In drought-prone states like Arizona and Texas, data centres are drawing hundreds of millions (in some cases billions) of gallons of treated water each year to cool servers. One Microsoft campus alone was planned to use 1.83 billion gallons annually, equivalent to the needs of a mid-sized city. Nearly half of Amazon’s and Microsoft’s US data centres are located in areas of high or extreme water stress.
Malaysia is not Arizona. But we are not immune either.
Johor’s recent water stress episodes, Penang’s periodic supply disruptions, and the long-term uncertainties around climate variability should already be warning signals. Data centres compete silently with households, agriculture, and manufacturing — and when shortages hit, the social optics matter. Telling residents to conserve water while hyperscale facilities operate uninterrupted is a political and reputational risk, not just a technical one.
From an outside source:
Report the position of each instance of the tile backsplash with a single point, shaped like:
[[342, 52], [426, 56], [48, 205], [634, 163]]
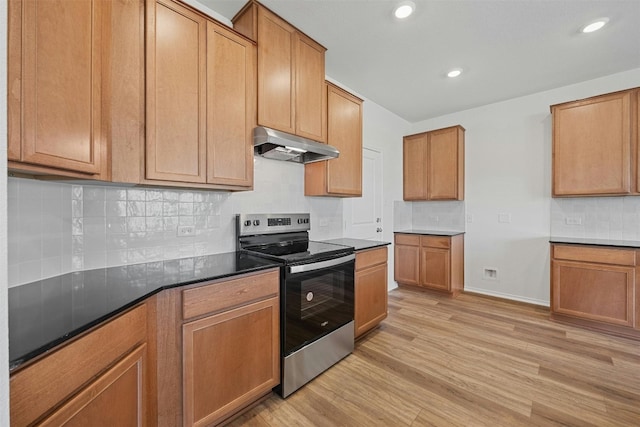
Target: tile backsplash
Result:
[[616, 218], [56, 228]]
Power is the other constraint. In the US, data centres tracked by journalists could soon consume more electricity than entire countries. Utilities are delaying coal plant closures and building new gas plants just to meet AI-driven demand. In Virginia, grid upgrades could raise household electricity bills by up to 50%.
Malaysia’s grid is more centralised, but the trade-off remains the same. If data centres drive peak demand growth, someone pays either through higher tariffs, public infrastructure spending, or delayed decarbonisation targets.
Jobs, Incentives, and the Reality Check
One of the most striking findings from the US is employment. Even the largest data centres often employ fewer than 150 permanent staff. Some operate with as few as 25.
Yet tax incentives are generous. In Virginia alone, data centre projects received nearly USD1 billion in tax savings in a single fiscal year.
This is where Malaysia must be especially careful. Data centres are capital-intensive, not labour-intensive. They do not solve graduate underemployment. They do not anchor local supply chains in the way advanced manufacturing does. Their primary benefit is strategic, not social.
That does not mean we should reject them. It means we should price incentives accordingly, demand transparency, and ensure local communities are not absorbing hidden costs while multinational balance sheets capture the upside.
The Question Malaysia Needs to Ask
What struck most when reading the American accounts was not the technology, but the human fatigue. Homeowners fighting rezonings. Parents logging noise readings twice a day. Residents quietly planning to leave neighbourhoods they once loved.
Malaysia still has time to avoid this trajectory.
But only if we ask harder questions now:
- Where should data centres not be built?
- How do we integrate them into long-term water and power planning, not just investment promotion?
- What does “fair share” really mean when grid upgrades and water infrastructure are required?
- And how transparent are we willing to be with the public about trade-offs?
Data centres are the factories of the digital age. Factories once reshaped cities, rivers, and labour markets. We learned, sometimes painfully that zoning, safeguards, and social consent matter.
If Malaysia wants to lead in the digital economy, the goal should not be to build the most data centres, but to build them wisely. The American experience is not a warning against progress. It is a reminder that unmanaged progress has a habit of showing up in people’s bedrooms at night, humming softly, relentlessly, and far too close to home.